Jack Frost 2: Revenge of the Mutant Killer Snowman (2000)
Director: Michael Cooney
Stars: Christopher Allport, Eileen Seeley, Scott MacDonald
So you thought the shower raping killer snowman was gone? WRONG! It seems the goverment can't leave shit well enough alone and dig up the antifreeze containing our watery villain. Some dipshit spills coffe on him and for some fucking reason, he returns to kill.
The Sheriff from the first movie is going on vacation with his wife, his pal Joe, and his annoying to the 13th degree soon to be wife. They arrive at a tropical island but having loser radar, ol' Jack finds his way to the island as well.
I have to admit something...I've never seen the first Jack Frost. It's not that I've never had the chance...it's just I try to avoid movies that everyone else gush on about (even for how bad it is). I mean, yeah, I liked the Room but Birdemic was a boring piece of shit and was hard to sit through even with the Rifftrax commentary. So when I saw the trailer for this on youtube, I thought "why the hell not". Then I thought "I wonder if I'm the only person who enjoys Bac-os on their own". Then my wife tells me to shut up because I've been saying that shit out loud instead of thinking.
Six Things I've Learned from Jack Frost 2
1. If you work at a place where the owner wears a safai suit 24/7, the security guy looks like a chubby Snake Plisken, and your coworker is Captain Fun, I'd look for the nearest icicle to impale myself on.
2. I have to reluctantly admit, this is a pretty fun movie. It doesn't take itself seriously, and it doesn't beat you over the head with jokes aimed at people with the IQ of a 3 week dead squid. The ice cube to the nipples scene is a real highlight for horror comedy that actually works.
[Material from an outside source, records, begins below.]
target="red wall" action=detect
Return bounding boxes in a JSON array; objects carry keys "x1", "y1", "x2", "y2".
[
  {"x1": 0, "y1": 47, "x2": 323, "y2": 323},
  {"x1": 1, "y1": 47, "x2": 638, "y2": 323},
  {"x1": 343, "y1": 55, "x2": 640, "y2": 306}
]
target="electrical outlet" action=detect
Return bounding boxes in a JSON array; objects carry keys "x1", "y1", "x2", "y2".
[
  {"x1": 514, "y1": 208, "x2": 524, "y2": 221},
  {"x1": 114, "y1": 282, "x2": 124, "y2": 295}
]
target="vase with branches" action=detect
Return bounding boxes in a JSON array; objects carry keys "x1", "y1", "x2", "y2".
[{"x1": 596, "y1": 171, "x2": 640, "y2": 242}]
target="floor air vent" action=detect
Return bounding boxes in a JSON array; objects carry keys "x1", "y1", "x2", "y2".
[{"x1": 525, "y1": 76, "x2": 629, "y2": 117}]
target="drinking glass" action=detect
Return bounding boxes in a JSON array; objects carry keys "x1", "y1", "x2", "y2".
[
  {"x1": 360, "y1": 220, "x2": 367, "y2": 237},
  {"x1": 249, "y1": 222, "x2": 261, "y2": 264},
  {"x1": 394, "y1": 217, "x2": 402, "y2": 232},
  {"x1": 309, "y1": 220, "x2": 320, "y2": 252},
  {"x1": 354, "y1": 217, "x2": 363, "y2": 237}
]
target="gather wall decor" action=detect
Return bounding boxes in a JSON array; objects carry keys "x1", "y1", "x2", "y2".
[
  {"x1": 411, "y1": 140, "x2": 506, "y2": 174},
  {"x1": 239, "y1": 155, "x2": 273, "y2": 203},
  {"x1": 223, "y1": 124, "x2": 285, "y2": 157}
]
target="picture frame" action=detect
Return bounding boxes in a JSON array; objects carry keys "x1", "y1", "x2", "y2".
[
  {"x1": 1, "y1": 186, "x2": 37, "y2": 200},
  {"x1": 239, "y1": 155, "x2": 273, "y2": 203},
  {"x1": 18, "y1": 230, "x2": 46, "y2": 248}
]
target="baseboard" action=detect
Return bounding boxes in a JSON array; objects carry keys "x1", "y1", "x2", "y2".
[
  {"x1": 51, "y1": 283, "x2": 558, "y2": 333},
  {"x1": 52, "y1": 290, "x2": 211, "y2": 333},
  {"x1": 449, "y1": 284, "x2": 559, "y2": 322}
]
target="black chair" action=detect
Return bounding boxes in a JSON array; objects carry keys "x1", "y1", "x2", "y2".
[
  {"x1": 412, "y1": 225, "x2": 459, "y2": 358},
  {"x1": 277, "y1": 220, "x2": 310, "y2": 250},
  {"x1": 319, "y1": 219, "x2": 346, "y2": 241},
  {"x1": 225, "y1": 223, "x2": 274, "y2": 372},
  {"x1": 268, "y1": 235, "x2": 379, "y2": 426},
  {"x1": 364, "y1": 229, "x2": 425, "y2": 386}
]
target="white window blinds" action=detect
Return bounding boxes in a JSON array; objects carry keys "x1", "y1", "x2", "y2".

3. I'm always amused when there are nude scenes in a film and they go out of their way to cut out any of the lower nudity. I'm sure it's because the actress doesn't want her golden vagina to be on display, but I like to imagine that the director was morally against showing it. " Bare breasts are fine, but I will NOT sully the good name of Jack Frost with the showing of baby incubators!"
4. I could tell this was set at Christmas because when the resort bus unloaded, I counted four main morons, three dumb bimbos, two stupid jocks, and a gay man stereotype.
5. Dear God was seeing Captain Fun get an icicle in the face one of life's simple pleasures. I rewound and watched that scene a good 15-20 times. I...have issues.
6. On a tragically sad but morbidly funny note, star Christopher Allport was killed in 2008...by an avalanche. Yes, lots of snow. I'm not always the best judge of it, but I "think" that might go in the irony files.